Analysis shows that businesses should distinguish between the published rule itself and how it is applied in day-to-day import procedures. Operational interpretation, document review standards, and acceptance practices are areas that still require close attention.
Companies with GIS switchgear shipments planned around the effective date may need to review whether existing documentation can meet the new requirement. This is especially relevant for orders already in preparation, where document lead time may affect delivery schedules.
For exporters and their service partners, a practical focus is whether the required Vietnamese-language declaration can be issued by a STAMEQ-recognized institution and whether the anti-counterfeit QR code requirement can be met without last-minute adjustments.
Observably, the rule may not only affect compliance files but also commercial coordination. Businesses may need to explain possible changes in documentation cost, submission timelines, and clearance expectations to distributors, buyers, or project counterparts.
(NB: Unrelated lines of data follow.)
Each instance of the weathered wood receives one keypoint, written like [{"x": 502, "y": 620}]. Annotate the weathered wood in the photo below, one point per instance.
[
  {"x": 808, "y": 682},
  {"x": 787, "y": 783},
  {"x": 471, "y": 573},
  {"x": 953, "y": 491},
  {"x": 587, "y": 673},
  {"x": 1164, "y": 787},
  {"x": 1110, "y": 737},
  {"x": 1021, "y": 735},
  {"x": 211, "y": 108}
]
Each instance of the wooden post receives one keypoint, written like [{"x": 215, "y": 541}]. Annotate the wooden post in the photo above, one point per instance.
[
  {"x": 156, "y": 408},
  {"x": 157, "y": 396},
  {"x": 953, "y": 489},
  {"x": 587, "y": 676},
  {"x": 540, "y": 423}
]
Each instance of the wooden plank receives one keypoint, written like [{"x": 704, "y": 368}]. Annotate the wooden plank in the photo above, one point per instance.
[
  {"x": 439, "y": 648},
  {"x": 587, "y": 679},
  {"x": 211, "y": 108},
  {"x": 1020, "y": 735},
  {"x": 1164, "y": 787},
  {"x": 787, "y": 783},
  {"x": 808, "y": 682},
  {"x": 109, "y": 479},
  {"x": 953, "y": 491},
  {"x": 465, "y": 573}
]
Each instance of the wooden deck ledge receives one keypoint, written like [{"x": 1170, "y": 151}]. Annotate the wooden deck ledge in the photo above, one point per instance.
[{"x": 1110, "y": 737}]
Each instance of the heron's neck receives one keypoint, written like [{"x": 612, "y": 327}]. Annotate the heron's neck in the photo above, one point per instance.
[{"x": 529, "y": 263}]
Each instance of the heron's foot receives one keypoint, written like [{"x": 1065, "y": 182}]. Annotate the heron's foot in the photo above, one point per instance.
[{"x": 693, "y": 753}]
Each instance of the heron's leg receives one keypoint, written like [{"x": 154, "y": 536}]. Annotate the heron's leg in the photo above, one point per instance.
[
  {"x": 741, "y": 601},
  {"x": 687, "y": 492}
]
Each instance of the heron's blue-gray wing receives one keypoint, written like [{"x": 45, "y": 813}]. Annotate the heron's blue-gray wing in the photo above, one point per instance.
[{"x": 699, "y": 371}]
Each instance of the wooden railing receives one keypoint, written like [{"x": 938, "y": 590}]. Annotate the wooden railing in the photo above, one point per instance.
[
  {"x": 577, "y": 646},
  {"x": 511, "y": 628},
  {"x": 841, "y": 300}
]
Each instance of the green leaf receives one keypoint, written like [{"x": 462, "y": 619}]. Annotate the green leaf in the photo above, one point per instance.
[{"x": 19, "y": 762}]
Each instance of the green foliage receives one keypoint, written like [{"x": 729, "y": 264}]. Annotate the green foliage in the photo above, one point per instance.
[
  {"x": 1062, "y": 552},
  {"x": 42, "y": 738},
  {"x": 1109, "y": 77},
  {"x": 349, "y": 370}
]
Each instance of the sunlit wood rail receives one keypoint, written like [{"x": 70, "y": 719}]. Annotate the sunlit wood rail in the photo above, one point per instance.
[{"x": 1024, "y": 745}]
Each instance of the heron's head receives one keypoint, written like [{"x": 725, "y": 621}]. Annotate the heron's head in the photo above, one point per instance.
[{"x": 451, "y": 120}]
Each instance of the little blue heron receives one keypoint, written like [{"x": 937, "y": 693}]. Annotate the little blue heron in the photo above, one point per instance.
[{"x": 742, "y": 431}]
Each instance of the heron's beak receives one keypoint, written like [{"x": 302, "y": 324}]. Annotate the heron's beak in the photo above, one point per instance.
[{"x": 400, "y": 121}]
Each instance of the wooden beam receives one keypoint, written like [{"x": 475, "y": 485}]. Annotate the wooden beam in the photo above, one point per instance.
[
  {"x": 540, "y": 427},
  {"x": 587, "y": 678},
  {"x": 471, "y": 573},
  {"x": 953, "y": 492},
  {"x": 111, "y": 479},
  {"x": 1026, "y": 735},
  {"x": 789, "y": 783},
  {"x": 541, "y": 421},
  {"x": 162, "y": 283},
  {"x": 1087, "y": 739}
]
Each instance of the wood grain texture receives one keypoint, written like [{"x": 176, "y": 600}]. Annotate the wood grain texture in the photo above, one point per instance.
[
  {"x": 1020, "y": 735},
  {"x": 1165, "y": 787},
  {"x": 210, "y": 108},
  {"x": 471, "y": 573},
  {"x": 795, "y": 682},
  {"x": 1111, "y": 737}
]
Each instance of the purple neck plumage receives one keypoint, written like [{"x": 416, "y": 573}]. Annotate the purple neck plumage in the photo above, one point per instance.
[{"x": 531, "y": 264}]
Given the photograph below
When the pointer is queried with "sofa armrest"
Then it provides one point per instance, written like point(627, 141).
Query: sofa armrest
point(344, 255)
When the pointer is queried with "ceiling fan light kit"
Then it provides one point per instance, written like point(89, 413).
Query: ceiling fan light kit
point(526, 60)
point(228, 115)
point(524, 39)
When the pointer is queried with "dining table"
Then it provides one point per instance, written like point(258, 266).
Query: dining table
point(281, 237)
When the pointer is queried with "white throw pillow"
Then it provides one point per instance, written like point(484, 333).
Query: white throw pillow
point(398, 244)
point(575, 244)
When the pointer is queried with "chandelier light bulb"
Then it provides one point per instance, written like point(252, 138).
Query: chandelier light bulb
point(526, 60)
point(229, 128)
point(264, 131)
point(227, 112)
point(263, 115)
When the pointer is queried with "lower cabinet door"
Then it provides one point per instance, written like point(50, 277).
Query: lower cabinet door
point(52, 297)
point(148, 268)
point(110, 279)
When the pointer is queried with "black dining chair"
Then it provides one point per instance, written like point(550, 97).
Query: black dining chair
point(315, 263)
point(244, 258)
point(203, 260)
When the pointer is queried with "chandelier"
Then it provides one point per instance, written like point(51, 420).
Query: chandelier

Observably, this update is more appropriate to understand as a near-term compliance change with broader regulatory signaling. The immediate fact is clear: imported GIS switchgear will need a Vietnamese-language IEC 62271-1:2025 conformity declaration with a specified recognition and anti-counterfeit feature. The broader question for the industry is how strongly Vietnam will continue to emphasize localized and verifiable technical documentation in import control.
At this stage, it would be premature to treat the rule as evidence of wider market outcomes beyond the affected compliance process. However, it is reasonable to view it as a development that could increase the importance of document governance in electrical equipment trade with Vietnam.
For now, this development is best read as a concrete procedural change with immediate relevance for GIS switchgear import documentation, customs preparation, and exporter coordination. It is not simply a technical paperwork update, because the language requirement, recognized issuer condition, and anti-counterfeit QR code together may directly affect execution speed and compliance cost.
From an industry perspective, the most balanced conclusion is that the rule has already created a clear short-term compliance requirement, while its longer-term regulatory meaning still needs continued observation.
This article is based on the user-provided news title, event date, and event summary. The specific official source link was not provided in the input, so continued verification remains necessary.
For this type of industry update, relevant source categories usually include official government notices, corporate announcements, industry association updates, authoritative media coverage, and standards-related documents. If businesses are directly affected, the next areas to watch are official wording, implementation details, and any follow-up clarification related to document acceptance and compliance execution.